60. — À M. THIERIOT.
À Bruxelles, 11 septembre.

Je suis fort étonné de la colère de M. de Richelieu. Je l’estime trop pour croire qu’il puisse vous avoir parlé avec un air de mécontentement, comme si j’avais manqué à ce que je lui dois. Je ne lui dois que de l’amitié, et non pas de l’asservissement ; et, s’il en exigeait, je ne lui devrais plus rien. Je viens de lui écrire ; je ne vous conseille pas de le revoir, si vous vous attendez à recevoir de lui, en mon nom, des reproches qui auraient l’air d’une réprimande qu’il lui siérait très-mal de faire, et à moi de souffrir, d’autant plus que la veille de mon départ je lui écrivais[2] à Versailles, où il était. En voilà assez sur cet article. Je vous prie toujours très-instamment de m’envoyer le poëme de la Grâce[3], et de n’en rien dire à personne.

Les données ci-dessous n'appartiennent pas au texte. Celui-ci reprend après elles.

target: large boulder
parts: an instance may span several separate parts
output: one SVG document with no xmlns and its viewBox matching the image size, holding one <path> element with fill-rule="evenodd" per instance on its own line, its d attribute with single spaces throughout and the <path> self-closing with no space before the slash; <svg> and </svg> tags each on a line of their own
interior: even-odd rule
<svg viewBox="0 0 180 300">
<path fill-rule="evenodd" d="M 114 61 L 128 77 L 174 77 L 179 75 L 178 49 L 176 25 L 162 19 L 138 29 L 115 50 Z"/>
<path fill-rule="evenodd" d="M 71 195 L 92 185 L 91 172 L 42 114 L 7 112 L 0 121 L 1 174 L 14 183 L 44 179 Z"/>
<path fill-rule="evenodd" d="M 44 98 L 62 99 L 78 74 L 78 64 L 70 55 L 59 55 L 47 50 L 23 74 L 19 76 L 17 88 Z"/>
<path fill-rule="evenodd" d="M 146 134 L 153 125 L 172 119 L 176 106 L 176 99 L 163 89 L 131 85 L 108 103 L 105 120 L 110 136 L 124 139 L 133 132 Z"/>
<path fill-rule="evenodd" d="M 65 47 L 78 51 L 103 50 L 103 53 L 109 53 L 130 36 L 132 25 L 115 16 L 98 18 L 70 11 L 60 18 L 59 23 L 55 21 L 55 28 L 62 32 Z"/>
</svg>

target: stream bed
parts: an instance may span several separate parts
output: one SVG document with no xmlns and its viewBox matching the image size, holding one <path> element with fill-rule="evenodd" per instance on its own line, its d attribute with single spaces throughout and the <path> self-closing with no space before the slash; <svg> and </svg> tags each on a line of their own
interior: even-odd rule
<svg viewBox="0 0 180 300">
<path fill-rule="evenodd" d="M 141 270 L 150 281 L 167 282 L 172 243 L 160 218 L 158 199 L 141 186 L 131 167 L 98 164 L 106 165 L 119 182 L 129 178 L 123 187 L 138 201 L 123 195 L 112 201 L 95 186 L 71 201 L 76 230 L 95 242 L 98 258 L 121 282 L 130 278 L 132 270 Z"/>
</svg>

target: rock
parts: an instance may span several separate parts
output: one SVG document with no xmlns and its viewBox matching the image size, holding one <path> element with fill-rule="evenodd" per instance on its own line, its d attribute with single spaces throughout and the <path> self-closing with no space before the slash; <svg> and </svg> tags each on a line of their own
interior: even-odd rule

Vous n’avez qu’à adresser le paquet à la Haye, chez Mme  de Rupelmonde ; j’y serai dans trois ou quatre jours.

À l’égard de l’homme aux menottes[4], je compte revenir à Paris dans quinze jours, et aller ensuite à Sully. Comme Sully est à cinq lieues de Gien, je serai là très à portée de faire happer le coquin, et d’en poursuivre la punition moi-même, aidé du secours de mes amis. Je vous avais d’abord prié d’agir pour moi dans cette affaire, parce que je n’espérais pas pouvoir revenir à Paris de quatre mois ; mais mon voyage étant abrégé, il est juste de vous épargner la peine que vous vouliez bien prendre. Vous ne serez pourtant pas quitte de toutes les négociations dont vous étiez chargé pour moi.

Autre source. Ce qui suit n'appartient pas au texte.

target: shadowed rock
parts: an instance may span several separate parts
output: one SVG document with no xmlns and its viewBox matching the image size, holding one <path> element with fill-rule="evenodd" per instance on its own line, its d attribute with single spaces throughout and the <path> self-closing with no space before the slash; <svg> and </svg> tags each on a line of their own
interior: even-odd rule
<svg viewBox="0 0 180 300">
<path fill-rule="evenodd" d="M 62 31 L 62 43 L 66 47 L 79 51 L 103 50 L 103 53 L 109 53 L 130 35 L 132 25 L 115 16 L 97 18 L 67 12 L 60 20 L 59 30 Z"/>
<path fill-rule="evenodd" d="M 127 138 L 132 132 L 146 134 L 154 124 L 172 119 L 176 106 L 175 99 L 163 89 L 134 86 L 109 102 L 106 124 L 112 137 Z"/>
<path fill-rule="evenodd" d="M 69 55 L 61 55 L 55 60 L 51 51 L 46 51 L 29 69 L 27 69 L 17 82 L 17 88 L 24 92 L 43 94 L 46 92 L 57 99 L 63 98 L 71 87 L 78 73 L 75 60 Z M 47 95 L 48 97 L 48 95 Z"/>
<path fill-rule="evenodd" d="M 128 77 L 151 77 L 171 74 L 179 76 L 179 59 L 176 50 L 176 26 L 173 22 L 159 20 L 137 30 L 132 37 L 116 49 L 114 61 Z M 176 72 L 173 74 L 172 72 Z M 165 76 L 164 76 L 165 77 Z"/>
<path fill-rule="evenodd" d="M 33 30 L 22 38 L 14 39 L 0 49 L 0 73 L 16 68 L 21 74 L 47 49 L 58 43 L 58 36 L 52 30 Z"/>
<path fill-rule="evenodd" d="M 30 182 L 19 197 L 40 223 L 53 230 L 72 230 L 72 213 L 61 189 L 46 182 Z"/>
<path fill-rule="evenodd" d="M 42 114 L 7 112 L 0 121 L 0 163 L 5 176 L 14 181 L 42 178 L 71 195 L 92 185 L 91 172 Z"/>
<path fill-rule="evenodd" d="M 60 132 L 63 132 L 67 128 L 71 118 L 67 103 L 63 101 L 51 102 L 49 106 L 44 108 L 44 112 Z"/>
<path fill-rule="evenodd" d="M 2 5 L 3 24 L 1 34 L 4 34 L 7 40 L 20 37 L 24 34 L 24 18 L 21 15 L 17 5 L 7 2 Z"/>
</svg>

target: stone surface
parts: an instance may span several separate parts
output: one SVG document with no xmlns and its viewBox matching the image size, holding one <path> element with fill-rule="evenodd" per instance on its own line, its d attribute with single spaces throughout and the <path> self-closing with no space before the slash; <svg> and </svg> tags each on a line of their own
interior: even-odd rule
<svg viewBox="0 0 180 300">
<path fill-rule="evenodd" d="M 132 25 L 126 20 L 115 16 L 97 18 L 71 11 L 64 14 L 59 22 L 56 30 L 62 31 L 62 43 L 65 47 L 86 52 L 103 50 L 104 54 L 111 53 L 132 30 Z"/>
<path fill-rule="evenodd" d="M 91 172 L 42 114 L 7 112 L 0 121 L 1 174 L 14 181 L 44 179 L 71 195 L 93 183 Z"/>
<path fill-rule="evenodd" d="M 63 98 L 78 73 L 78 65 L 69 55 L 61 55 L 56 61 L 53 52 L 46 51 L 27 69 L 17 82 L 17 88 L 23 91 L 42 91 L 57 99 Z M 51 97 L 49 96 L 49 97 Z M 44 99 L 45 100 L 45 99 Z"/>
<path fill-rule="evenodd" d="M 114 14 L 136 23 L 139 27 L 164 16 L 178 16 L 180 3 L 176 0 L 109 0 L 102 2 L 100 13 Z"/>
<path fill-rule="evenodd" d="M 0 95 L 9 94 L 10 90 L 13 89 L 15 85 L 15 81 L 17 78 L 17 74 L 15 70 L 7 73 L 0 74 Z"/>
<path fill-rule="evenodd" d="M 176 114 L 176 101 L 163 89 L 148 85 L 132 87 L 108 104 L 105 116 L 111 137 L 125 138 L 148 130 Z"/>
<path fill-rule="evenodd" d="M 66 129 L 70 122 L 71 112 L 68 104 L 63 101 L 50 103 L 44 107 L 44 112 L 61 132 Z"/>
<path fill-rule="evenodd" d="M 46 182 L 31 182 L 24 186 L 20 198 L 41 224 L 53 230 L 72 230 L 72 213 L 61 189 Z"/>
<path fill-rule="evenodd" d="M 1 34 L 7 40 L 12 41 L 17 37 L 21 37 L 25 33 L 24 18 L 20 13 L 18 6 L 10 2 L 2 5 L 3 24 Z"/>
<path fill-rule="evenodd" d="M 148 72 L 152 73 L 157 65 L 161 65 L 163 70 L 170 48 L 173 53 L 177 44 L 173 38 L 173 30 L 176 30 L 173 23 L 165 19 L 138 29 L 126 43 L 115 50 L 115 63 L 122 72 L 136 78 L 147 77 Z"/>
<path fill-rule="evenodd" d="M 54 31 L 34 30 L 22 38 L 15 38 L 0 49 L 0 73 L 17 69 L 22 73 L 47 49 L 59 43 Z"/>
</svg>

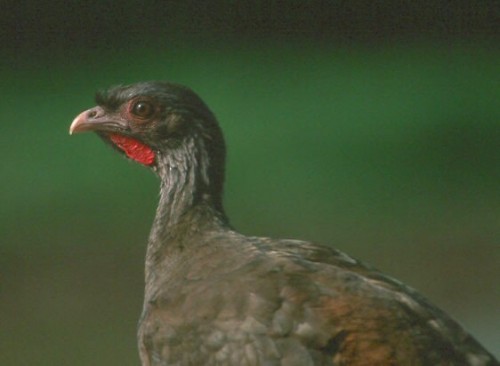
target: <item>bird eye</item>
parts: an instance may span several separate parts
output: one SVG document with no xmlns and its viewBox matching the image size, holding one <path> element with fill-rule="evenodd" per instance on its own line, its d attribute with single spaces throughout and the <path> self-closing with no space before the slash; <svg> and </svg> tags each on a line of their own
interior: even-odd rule
<svg viewBox="0 0 500 366">
<path fill-rule="evenodd" d="M 146 101 L 135 102 L 132 105 L 132 108 L 130 108 L 130 113 L 141 119 L 150 118 L 153 115 L 154 111 L 155 109 L 153 105 Z"/>
</svg>

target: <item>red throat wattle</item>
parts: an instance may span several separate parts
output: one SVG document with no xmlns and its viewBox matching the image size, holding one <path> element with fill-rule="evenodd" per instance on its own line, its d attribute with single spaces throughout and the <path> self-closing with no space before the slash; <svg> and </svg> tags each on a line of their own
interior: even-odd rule
<svg viewBox="0 0 500 366">
<path fill-rule="evenodd" d="M 130 159 L 144 165 L 152 165 L 155 161 L 154 151 L 142 142 L 131 137 L 111 134 L 109 138 L 113 143 L 122 149 Z"/>
</svg>

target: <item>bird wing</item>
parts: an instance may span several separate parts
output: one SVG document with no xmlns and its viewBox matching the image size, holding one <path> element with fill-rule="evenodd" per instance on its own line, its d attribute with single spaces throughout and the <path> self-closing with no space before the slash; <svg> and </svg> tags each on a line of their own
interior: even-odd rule
<svg viewBox="0 0 500 366">
<path fill-rule="evenodd" d="M 282 305 L 274 316 L 292 321 L 286 336 L 325 360 L 315 364 L 498 364 L 447 314 L 373 267 L 314 243 L 260 243 L 282 266 Z"/>
</svg>

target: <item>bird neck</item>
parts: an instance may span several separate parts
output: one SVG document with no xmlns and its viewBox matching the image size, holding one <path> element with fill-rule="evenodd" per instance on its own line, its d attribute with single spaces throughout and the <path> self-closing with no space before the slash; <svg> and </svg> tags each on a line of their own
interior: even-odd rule
<svg viewBox="0 0 500 366">
<path fill-rule="evenodd" d="M 203 143 L 195 139 L 168 154 L 159 153 L 157 168 L 161 179 L 160 202 L 149 236 L 146 272 L 165 257 L 186 247 L 202 245 L 189 240 L 206 231 L 228 227 L 222 208 L 221 182 L 213 182 L 210 162 Z"/>
</svg>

Je vous envoie les idées des dessins d’estampes, que j’ai rédigées.

coypel[5],

À la tête du poëme, Henri IV, au naturel, sur un trône de nuages, tenant Louis XV entre ses bras, et lui montrant une

  1. Beauregard, officier français, ayant, dit-on, frappé Voltaire de coups de bâton, sur le pont de Sèvres, était l’objet de poursuites criminelles de la part du poète.
  2. Cette lettre manque.
  3. Par L. Racine, 1722, in-12 : voyez tome XXIII, page 173.
  4. Toujours Beauregard.
  5. Charles-Antoine Coypel, premier peintre du roi par faveur, poète tragique et comique oublié. Mort le 14 juin 1752. C’est lui que Voltaire appelle notre ami Coypel, dans une de ses épigrammes.